Wednesday, February 4, 2009

RMAN - random errors from years

Hi,


I have been work with RMAN from 8 years and I'm still wondering why some of RMAN errors are taking from /dev/random ;)

Last example:

Environment : Linux 32 bit - Oracle 10g 10.2.04 on ASM

Performed steps:
  1. Drop existing test DB from ASM - using drop database
  2. Copy backup from production server into test server
  3. restore controlfile from new location
  4. mount database
After that I wanted to restore a database. So I have catalog all necessary backup pieces
in controlfile and check it using list backupset command.
There was one backupset with all datafile with correct status.
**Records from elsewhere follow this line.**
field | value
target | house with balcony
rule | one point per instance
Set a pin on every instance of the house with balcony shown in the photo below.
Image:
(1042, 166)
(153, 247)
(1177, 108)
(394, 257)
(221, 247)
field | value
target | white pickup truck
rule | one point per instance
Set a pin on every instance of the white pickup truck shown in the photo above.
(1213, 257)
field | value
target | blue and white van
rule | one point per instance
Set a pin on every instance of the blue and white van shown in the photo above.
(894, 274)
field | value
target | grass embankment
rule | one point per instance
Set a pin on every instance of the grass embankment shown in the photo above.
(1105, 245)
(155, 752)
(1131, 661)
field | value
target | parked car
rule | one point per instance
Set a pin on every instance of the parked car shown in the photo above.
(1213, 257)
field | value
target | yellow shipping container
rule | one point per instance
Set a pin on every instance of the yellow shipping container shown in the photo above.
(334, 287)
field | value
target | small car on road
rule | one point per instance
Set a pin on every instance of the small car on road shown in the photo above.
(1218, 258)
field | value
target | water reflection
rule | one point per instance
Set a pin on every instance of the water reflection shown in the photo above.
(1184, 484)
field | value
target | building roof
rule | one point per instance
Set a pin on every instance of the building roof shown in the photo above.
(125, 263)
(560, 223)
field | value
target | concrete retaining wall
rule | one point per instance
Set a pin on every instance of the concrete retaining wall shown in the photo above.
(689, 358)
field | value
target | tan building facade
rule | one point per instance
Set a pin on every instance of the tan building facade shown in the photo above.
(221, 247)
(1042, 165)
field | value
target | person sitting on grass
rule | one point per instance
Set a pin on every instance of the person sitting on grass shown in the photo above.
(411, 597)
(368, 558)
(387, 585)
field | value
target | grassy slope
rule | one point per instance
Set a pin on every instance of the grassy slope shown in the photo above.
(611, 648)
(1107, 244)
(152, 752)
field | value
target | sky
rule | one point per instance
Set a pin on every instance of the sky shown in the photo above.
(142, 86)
So it is simple let try to restore
DB.

RMAN>restore database;

creating datafile No=1 name=+DATA/oracle/orcl/datafile/o1_mf_system_3n5w1nky_.dbf
released channel: t1
released channel: t2
RMAN-00571: ===========================================================
RMAN-00569: =============== ERROR MESSAGE STACK FOLLOWS ===============
RMAN-00571: ===========================================================
RMAN-03002: failure of restore command at 07/04/2008 10:54:29
ORA-01180: can not create datafile 1
ORA-01110: data file 1: '+DATA/dataprd/ORCL/datafile/o1_mf_system_3n5w1nky_.dbf'

Yeah, nice error.
There is some notes on metalink related to duplicated incarnation and corrupted controlfile
(BTW there is a solution to recreate a controlfile from command line before you restore datafiles - it is possible to recreate a controlfile without datafiles ???)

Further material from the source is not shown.